Intermodular Communication in Polyketide Synthases:  Comparing the Role of Protein−Protein Interactions to Those in Other Multidomain Proteins

• Published in: Biochemistry (Easton) Vol. 40; no. 8; pp. 2317 - 2325
• Main Authors: Tsuji, Stuart Y, Wu, Nicholas, Khosla, Chaitan
• Format: Journal Article
• Language: English
• Published: United States American Chemical Society 27.02.2001
• Subjects: 5-Methyltetrahydrofolate-Homocysteine S-Methyltransferase - chemistry; 5-Methyltetrahydrofolate-Homocysteine S-Methyltransferase - metabolism; Animals; Humans; Multienzyme Complexes - chemistry; Multienzyme Complexes - metabolism; Protein Structure, Tertiary; Proteins - chemistry; Proteins - metabolism; Proto-Oncogene Proteins c-fos - chemistry; Proto-Oncogene Proteins c-fos - metabolism; Proto-Oncogene Proteins c-jun - chemistry; Proto-Oncogene Proteins c-jun - metabolism; Pyruvate Dehydrogenase Complex - chemistry; Pyruvate Dehydrogenase Complex - metabolism; src-Family Kinases - chemistry; src-Family Kinases - metabolism
• ISSN: 0006-2960; 1520-4995
• DOI: 10.1021/bi002462v

Although the role of protein−protein interactions in transducing signals within biological systems has been extensively explored, their relevance to the channeling of intermediates in metabolism is not widely appreciated.
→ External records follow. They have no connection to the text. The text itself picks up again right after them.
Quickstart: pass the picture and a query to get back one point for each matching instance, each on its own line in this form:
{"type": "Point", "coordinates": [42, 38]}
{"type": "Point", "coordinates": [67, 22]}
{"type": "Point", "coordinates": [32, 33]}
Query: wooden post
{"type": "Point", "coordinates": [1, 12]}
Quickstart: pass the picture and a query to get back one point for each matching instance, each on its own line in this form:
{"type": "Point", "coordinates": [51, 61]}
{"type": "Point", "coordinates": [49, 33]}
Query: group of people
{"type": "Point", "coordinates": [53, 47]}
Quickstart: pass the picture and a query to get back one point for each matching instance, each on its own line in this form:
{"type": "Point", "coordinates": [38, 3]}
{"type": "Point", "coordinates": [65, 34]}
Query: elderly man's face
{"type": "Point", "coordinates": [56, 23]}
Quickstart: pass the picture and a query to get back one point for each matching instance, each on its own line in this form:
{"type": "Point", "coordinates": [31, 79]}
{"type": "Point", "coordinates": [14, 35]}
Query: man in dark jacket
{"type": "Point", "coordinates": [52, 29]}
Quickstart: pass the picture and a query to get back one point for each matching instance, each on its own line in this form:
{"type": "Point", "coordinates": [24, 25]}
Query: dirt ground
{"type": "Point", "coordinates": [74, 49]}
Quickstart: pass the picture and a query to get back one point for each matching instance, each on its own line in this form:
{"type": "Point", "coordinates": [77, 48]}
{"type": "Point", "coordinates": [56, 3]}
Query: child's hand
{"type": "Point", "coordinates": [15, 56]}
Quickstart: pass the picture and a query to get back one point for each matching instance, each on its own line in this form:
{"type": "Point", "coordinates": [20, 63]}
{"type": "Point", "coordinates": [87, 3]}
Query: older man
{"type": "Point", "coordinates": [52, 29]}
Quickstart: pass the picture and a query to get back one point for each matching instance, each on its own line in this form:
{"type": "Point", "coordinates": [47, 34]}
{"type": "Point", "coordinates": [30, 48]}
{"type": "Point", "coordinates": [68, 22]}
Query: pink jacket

Polyketide synthases (PKSs) and nonribosomal peptide synthetases (NRPSs) are two related families of modular megasynthases that channel covalently bound intermediates from one active site to the next. Recent biochemical studies have highlighted the importance of protein−protein interactions in these chain transfer processes. The information available on this subject is reviewed, and its possible mechanistic implications are placed in context by comparisons with selected well-studied multicomponent protein systems.